Being one of the largest exporters in the world, the holidays celebrated in China including Chinese New Year (in January/February) and National Day Golden Week (the first week of October) brings production and supply to a halt, which massively impacts the global supply chain. Therefore, right before this time, the shipping rate of the merchandise increases dramatically which in turn impacts the freight prices as well. 

Emergency Bunker Surcharge (EBS) 

Used to tackle the rise of fuel cost, Emergency Bunker Surcharge (EBS) is a surcharge at disposal by shipping lines which they can implement when needed. Another surcharge is the Bunker Adjustment Factor (BAF) which is responsible for covering the varying cost of fuel that may occur due to the natural factors and movements in the market.

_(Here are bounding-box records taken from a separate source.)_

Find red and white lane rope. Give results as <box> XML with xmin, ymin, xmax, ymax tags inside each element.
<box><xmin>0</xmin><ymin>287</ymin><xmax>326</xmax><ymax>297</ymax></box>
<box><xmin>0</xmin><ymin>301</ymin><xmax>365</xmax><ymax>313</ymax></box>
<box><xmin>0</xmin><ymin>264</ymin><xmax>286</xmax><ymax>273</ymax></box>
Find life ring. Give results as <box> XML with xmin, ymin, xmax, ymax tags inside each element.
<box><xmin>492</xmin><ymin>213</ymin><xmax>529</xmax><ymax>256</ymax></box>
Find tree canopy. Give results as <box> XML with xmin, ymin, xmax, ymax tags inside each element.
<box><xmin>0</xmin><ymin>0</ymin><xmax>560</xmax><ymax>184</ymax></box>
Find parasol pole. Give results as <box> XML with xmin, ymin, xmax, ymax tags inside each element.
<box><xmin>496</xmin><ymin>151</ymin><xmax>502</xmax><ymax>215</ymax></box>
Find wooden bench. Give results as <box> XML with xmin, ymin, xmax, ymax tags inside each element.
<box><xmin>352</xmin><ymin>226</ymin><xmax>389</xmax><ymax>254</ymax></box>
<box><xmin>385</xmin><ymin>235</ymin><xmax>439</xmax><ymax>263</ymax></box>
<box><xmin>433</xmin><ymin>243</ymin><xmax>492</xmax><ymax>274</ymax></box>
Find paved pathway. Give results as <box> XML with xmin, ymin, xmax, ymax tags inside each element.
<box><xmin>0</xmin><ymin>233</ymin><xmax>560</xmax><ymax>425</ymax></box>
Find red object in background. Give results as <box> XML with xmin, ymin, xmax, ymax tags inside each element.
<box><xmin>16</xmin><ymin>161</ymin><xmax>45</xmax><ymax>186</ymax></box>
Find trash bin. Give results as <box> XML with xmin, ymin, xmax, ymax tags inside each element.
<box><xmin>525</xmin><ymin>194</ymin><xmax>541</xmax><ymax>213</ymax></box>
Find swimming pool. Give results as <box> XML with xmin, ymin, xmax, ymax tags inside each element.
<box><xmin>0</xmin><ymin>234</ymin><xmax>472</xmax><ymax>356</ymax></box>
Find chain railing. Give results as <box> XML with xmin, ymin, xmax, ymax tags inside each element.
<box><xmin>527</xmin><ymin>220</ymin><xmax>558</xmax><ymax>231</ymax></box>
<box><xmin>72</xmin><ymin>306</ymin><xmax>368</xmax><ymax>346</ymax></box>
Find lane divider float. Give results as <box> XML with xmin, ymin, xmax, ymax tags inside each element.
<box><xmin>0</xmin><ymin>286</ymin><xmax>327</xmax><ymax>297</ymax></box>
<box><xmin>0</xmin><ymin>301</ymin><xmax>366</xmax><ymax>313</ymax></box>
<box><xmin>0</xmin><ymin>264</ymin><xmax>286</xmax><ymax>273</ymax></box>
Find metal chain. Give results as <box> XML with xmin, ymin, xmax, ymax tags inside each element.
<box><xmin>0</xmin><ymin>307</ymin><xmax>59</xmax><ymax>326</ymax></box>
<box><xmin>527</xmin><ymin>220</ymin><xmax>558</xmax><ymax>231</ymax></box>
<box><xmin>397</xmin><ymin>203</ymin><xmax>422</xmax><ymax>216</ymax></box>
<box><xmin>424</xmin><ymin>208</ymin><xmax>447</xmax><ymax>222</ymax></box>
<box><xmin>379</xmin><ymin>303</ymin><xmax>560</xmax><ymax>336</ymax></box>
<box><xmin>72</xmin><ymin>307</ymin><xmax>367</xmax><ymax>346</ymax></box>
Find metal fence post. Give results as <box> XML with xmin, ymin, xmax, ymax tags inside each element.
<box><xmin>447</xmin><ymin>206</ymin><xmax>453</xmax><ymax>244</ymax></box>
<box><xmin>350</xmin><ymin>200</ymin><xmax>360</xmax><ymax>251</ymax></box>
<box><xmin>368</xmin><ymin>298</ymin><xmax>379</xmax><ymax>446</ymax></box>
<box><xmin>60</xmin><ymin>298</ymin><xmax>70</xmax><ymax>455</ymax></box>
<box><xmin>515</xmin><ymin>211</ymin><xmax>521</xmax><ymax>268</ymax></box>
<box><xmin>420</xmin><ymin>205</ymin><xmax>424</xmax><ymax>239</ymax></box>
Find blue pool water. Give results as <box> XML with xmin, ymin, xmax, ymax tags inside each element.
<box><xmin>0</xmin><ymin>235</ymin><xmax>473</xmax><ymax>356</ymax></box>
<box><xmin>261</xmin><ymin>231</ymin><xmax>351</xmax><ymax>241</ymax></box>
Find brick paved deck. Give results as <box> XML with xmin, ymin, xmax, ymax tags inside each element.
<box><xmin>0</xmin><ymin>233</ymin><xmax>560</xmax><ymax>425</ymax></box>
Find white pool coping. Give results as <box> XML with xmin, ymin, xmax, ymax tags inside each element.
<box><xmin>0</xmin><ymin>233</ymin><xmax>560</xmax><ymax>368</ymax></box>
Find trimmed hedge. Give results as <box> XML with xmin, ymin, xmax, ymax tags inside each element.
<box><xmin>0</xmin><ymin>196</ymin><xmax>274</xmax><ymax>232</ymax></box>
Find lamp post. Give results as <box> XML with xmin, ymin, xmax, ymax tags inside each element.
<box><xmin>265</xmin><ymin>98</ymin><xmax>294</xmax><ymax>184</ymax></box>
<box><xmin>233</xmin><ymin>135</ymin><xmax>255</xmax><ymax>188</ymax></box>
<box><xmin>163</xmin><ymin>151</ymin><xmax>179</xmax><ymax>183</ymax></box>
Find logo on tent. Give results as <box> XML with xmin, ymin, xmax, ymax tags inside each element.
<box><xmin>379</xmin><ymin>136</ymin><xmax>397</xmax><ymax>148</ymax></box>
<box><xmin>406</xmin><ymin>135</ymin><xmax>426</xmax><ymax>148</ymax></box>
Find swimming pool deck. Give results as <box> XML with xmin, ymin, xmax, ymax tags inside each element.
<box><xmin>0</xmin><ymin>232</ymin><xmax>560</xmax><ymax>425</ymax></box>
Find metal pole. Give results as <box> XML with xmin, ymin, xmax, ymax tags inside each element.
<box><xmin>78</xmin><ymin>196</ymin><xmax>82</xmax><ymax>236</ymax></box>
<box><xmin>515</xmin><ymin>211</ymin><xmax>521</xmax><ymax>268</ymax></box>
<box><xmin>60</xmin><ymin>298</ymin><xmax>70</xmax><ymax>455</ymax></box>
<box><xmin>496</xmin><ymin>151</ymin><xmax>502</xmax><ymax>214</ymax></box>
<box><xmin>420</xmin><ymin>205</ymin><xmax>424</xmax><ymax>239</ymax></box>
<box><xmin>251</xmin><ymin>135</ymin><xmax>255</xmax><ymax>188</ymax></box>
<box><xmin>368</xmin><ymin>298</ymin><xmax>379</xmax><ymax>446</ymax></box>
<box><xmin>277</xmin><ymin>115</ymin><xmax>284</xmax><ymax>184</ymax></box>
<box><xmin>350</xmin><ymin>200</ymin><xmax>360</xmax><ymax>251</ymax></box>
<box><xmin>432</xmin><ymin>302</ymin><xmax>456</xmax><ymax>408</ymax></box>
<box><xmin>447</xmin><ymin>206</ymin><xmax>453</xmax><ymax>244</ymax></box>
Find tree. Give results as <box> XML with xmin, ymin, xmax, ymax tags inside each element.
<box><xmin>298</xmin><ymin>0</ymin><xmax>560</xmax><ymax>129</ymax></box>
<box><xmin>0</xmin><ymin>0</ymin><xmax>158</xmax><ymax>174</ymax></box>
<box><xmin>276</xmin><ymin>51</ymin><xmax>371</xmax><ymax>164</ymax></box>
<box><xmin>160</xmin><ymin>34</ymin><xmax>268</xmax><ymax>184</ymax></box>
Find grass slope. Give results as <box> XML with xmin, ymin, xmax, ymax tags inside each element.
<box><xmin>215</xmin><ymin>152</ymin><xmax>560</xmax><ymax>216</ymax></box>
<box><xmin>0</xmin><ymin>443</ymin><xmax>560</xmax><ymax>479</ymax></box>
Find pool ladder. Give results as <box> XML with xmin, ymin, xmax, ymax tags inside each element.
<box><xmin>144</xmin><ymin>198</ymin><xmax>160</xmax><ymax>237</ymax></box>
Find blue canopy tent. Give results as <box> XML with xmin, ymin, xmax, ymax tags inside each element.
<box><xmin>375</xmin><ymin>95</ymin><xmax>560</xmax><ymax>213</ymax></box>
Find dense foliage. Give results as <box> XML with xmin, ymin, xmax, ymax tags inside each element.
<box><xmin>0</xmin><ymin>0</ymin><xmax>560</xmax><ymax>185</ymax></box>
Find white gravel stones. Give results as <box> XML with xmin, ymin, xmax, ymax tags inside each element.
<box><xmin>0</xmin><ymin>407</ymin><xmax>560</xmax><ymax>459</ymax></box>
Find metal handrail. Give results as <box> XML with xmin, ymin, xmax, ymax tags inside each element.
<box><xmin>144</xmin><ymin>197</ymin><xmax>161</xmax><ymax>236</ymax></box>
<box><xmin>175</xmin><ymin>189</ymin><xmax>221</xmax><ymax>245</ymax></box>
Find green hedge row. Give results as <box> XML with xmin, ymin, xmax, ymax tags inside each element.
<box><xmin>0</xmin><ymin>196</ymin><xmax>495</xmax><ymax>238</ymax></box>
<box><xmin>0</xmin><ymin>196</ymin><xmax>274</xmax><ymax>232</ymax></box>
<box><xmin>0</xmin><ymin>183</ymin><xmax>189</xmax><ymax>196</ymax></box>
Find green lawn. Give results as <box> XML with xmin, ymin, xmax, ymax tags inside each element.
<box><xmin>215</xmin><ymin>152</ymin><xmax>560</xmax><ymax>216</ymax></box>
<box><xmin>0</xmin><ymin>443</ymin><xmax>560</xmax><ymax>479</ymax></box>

However, the catch here is that BAF charges can be known in advance whereas the EBS charges are implemented in a time of emergency without any notice which leads to unpredictable changes in the final shipping cost. 

For a while, the carriers have been applying the EBS charges as a response to the unpredictable rising fuel costs as the shippers have no control over the changing cost and consider it an unfair practice. Nonetheless, a lot of people believe that the emergency bunker surcharge is used by the shipping lines to cover up the operational losses. 

Trucking Shortage 

The shortage of trucks is an issue quite common and out of control for many of the shippers. Ever since the application of ELD in December, the truck shortage issue in the US has increased dramatically which in turn causes the supply chain to come to a halt. Due to the shortage of trucks, as a market reaction ultimately the ocean freight prices increased as the capacity decreased along with the demand increasing. 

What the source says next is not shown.